O presidente da Entidade Reguladora para Comunicação Social (ERC) de Portugal, José Alberto Azeredo Lopes, disse nessa terça-feira (9) que a regulação de conteúdo pela entidade substituiu com mais eficácia o controle social das mídias, que era feito por entidades da sociedade civil. Isto porque, afirmou, a entidade reguladora é independente. Ele também salientou que esse controle  não restringe a liberdade de imprensa, a qual, segundo ele, é fundamental para que haja liberdade de expressão num país.

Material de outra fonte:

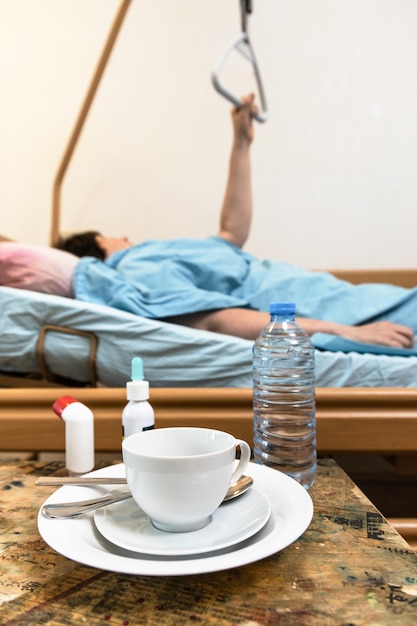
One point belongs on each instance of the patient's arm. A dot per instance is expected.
(236, 211)
(247, 324)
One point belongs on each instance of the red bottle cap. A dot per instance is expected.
(62, 403)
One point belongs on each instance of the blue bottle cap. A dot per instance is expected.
(282, 308)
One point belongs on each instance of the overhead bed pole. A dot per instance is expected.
(82, 115)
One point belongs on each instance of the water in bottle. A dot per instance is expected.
(284, 396)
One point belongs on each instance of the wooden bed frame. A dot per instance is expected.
(349, 420)
(380, 421)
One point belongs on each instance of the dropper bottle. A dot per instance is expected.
(138, 414)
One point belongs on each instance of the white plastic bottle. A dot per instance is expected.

Lopes, que participou do Seminário Internacional das Comunicações Eletrônicas e Convergência de Mídias, promovido pela Secretaria de Comunicação da Presidência da República, disse que a ERC também supervisiona a imprensa escrita, além do audiovisual. Porém, informou que, de acordo com nova legislação aprovada, será criado um sistema de autorregulação pelos próprios veículos.

Além do órgão de controle de conteúdo, Portugal ainda conta com a Anacom (Autoridade Nacional de Comunicações), que regula o mercado de telecom. Segundo seu presidente, José Arnaldo da Silva, além de regulamentos, essa agência aprova diretrizes para o mercado que, em seguida, são pactuadas com todos os atores. “Por meio das diretrizes, a atuação da Anacom tem sido mais eficaz do que a simples aplicação de multas pecuniárias, que acabam tendo seus valores reduzidos na justiça”, disse.

TV Digital

Já o conselheiro da CMT (Comissão do Mercado de Telecomunicações) da Espanha, Ángel Garcia Castillejo, informou que a convergência das mídias virou uma realidade após a implantação da TV digital terrestre no país, que foi concluída em abril deste ano. “Um operador de TV aberta passou a ser também um operador de banda larga e, depois, de serviço de TV paga voa internet”, disse.

Castillejo contou que a Espanha já aprovou a criação de uma agência de regulação de conteúdo, a exemplo de todos os outros países da Comunidade Européia, mas ela ainda não foi constituída. “O debate foi reaberto recentemente a partir da discussão da lei de economia sustentável, que propõe modificação em todos os órgãos de regulação. O debate, disse ele, tende a avançar para a manutenção dos conselhos das duas agências, com número de participantes reduzidos, e com uma presidência única. Ele também destacou a independência da CMT, cujos conselheiros precisam ser aprovados por 3/5 dos parlamentares.